ApsaraDB for ClickHouse raises the Too many parts error when the number of unmerged data parts in a table exceeds a configured threshold. This page explains what drives that accumulation, how to check your current part counts, and how to fix each root cause.
How it works
Every INSERT creates at least one new data part — a directory of files sorted by the primary key (the columns in the ORDER BY clause). The background Merge Tree process continuously merges small parts into larger ones, similar to a Log-Structured Merge-tree (LSM). As long as merges keep pace with inserts, part counts stay healthy.

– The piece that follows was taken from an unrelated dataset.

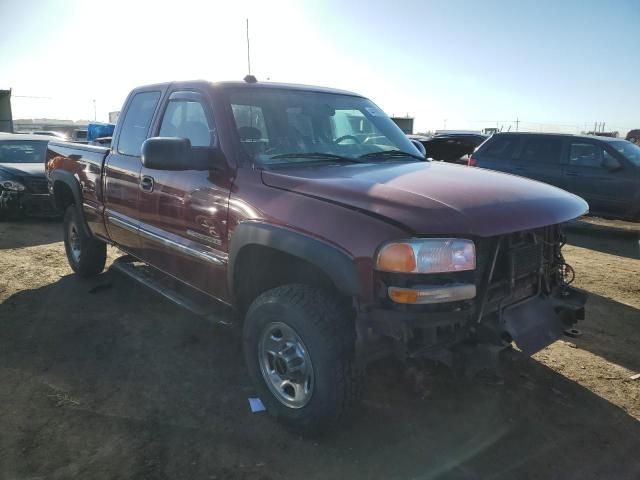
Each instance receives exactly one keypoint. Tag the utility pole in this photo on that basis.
(248, 51)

When inserts arrive faster than merges can process them, parts accumulate. Once the count crosses the parts_to_throw_insert or max_parts_in_total threshold, ClickHouse rejects new inserts with the Too many parts error.
The merge process has three stages:
-
Ordered merge — reads data from multiple small parts and writes it in primary key order into a new part. No additional sorting is needed because each input part is already sorted.
-
Compression — groups similar values together, improving compression ratios and reducing storage.
-
Index merge — primary key indexes from the source parts are merged into the new part's index.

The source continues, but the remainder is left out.